Virtual Biobanking for Retroperitoneal Sarcoma: A Transatlantic Australasian Retroperitoneal Sarcoma Working Group (TARPSWG) Initiative

Sarcomas are rare tumors comprising more than 70 distinct histologic types. The broad spectrum of behavior of these tumors, in addition to the lack of effective standard therapeutic agents for most, are factors underlying the need for translational research in this field. Biobanking—the collection of biomaterials as well as associated clinical, pathologic, and molecular data—facilitates translational research by providing the material not only to investigate the molecular contributors of tumor pathogenesis but also to develop new treatments and investigate their effectiveness on an individual level (i.e., personalized medicine).1 Pooling resources from multiple biobanks can further this goal by providing a larger foundation of specimens on which to build translational research.2 For diseases, such as sarcoma, that consist of numerous rare distinct types, collaboration is critical to achieve sufficient numbers to define molecular mechanisms and to develop prognostic biomarkers.

The Transatlantic Australasian Retroperitoneal Sarcoma Working Group (TARPSWG) was established in 2013 with the goal to evaluate the current evidence on retroperitoneal sarcoma and to develop consensus guidelines.3 Current membership encompasses 119 institutions across Europe, North America, Central America, Asia, and Australia. Members are clinicians and scientists with interest in the management of retroperitoneal sarcoma, although the majority also treat sarcomas that arise in other sites. Many are affiliated with high-volume sarcoma centers, which are regional and national centers of excellence.

We sought to describe the current state of sarcoma biobanking amongst high-volume sarcoma centers worldwide and to gauge interest in collaboration. Members of TARPSWG were surveyed to define current biobanking efforts and long-term goals. Our goals were 1) to assess the current state and standards of practice for biobanking across TARPSWG institutions, and 2) to determine whether members thought centralized biobanking would be sensible and feasible to facilitate translational research.

Materials and Methods

An English-language survey was made available online using a web-based survey service (SurveyMonkey Inc., San Mateo, CA). Twenty-one questions were posed that focused on current clinical data collection, biobanking procedures, and level of interest to collaborate.
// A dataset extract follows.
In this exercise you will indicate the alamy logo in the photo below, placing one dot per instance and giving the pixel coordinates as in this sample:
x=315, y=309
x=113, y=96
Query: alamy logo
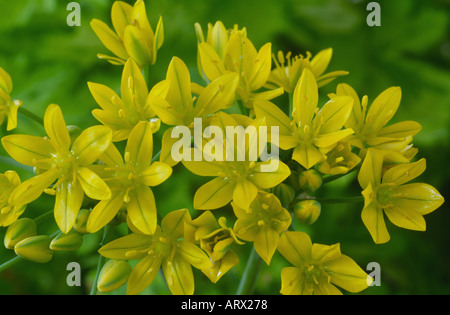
x=237, y=144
Current members of TARPSWG as identified through the 2018 membership list were invited to participate. Initial surveys were sent in February 2018. Reminders were sent twice by email and responses were collected until May 2018. Data analysis was undertaken following survey closure. Data were summarized using descriptive statistics.


Email invitations were sent to 134 TARPSWG members from 58 institutions, which was the TARPSWG member institutions at the time of the survey. Forty-nine members from 42 centers completed the survey, which represented 71% of centers with TARPSWG membership. Respondents were from 14 countries across 4 continents with demographic and practice details summarized in Table 1. The majority of respondents were surgical oncologists (76%), and more than 58% had clinical practices composed of at least 50% sarcoma. Three-quarters of respondents reported managing sarcomas at several body sites (abdomen/pelvis, retroperitoneum, trunk, and extremity).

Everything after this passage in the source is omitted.